The complexity of the law’s violence—as revealed in Folger’s rare materials—mirrors our continuing debates four hundred years later about the death penalty, mass incarceration, police violence, and torture: How violent must the law be to control extralegal violence? Does the law’s violence uphold or undermine the common good? How did the sixteenth and seventeenth centuries reconcile the law’s violence with its ethical promises of justice and peace? The men I teach at Phillips State Prison and the women I teach at Whitworth Women’s Prison convince me that these questions must be asked. Tracing legal violence through history also contextualizes our own oppression to the law’s violence, as well as our ability to resist it.
I write this post not in the timeless, cloistered Folger reading room, but in Atlanta, Georgia: capital to a state with an incarceration rate 31% higher than the national average.5 My home state of Georgia lethally injected nine people in 2016, more than any other U.S. state, and in the twelve previous months, from December 9, 2014 to December 9, 2015, Georgia executed six people, including a Vietnam combat veteran and two men with intellectual disabilities.6 As the Duke says in Measure for Measure, we have “most biting laws.”7 The Folger materials deepened my understanding of the way that the law exists both as a state-centered discourse and as a culturally appropriated force, subject to multiple interpretations and challenges.
If my research area seems depressing, reading early modern torture accounts was tempered by the Folger’s radical hospitality among both the research staff and other Fellows. I look forward to returning in December for Heather Wolfe’s Paleography course, because of the many things that I learned at the Folger, one was that I overrated my ability to read secretary hand.

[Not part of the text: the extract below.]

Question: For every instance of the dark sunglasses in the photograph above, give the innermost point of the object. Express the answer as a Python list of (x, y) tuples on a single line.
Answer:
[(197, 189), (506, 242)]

My special thanks to Sarah Powell for expert paleography help, to Chris Barrett for her friendship and mutual laughter about misreading “daggers of justice,” to Camille Seerattan for her generous support of the incarcerated Shakespeare students, to Dave Harper for the Pentagon tour, and to Toby, Melanie, and Patrick Gregory for their hospitality. Tea breaks, lunches, and dinners were more than collegially supportive; they were full of wonder, intellectual support, and fun—all because of the community that the Folger brings together.

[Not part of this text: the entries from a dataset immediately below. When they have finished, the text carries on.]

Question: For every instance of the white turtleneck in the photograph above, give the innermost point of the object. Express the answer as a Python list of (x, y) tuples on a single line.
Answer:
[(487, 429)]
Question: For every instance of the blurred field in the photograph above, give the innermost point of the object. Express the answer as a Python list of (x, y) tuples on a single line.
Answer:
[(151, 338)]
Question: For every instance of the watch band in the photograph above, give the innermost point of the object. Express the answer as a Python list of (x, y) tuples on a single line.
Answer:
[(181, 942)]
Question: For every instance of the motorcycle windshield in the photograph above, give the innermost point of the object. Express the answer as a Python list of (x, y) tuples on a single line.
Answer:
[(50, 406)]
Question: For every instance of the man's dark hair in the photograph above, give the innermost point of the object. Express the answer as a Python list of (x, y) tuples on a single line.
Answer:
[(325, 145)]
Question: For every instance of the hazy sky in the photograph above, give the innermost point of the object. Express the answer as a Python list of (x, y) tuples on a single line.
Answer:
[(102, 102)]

- Kiney, Arthur F. and David W. Swain, eds. The Routledge Encyclopedia of Tudor England. New York: Garland, 2001.
- Transcription assistance from Sarah Powell is greatly appreciated.

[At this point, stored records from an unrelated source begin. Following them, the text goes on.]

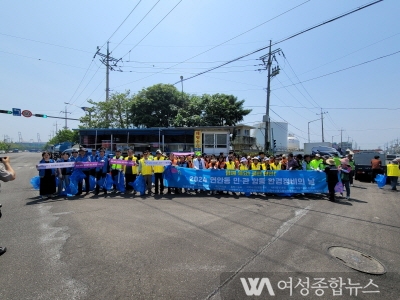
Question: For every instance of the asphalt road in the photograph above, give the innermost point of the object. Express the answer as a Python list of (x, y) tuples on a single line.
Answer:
[(167, 247)]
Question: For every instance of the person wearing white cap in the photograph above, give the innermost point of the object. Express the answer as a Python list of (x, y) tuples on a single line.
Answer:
[(345, 170), (316, 162), (243, 164), (393, 173), (158, 171), (255, 165)]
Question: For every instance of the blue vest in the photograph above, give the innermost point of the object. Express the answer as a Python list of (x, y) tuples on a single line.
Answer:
[(41, 172)]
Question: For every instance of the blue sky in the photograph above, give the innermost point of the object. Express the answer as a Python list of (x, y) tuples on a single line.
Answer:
[(47, 48)]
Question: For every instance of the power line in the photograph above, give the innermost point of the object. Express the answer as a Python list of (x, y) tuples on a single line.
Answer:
[(214, 48), (341, 70), (285, 39)]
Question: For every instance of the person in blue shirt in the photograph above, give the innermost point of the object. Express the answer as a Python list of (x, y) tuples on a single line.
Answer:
[(83, 158), (93, 157), (63, 173), (101, 171), (47, 177)]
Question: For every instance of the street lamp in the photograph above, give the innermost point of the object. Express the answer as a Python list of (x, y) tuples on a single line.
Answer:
[(84, 108), (309, 128), (182, 86)]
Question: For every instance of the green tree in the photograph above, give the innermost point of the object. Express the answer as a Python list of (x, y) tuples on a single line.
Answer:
[(223, 110), (65, 135), (156, 106), (114, 113)]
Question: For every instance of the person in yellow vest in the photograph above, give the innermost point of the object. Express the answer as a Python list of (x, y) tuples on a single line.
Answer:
[(337, 160), (255, 165), (230, 164), (315, 162), (146, 171), (158, 174), (130, 171), (275, 165), (393, 172), (243, 164), (116, 168), (353, 167)]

- Charles Hamilton, “Star Chamber and Juries: Some Observations.” Albion: A Quarterly Journal Concerned with British Studies, vol. 5 no. 3, 1973, pp. 237-42.
- Jury anxieties are raised in seven other Bagot family letters. Of primary concern is finding “indifferent” juries (L.a.418, 461, 637, 636) who will be neutral and disinterested, thereby less likely to contradict the opinion of the judge.
- National Institute of Corrections, “Georgia: Overview of Correctional System”
- Death Penalty Information Center, “Execution List 2016,” “Execution List 2015,” “Execution List 2014.”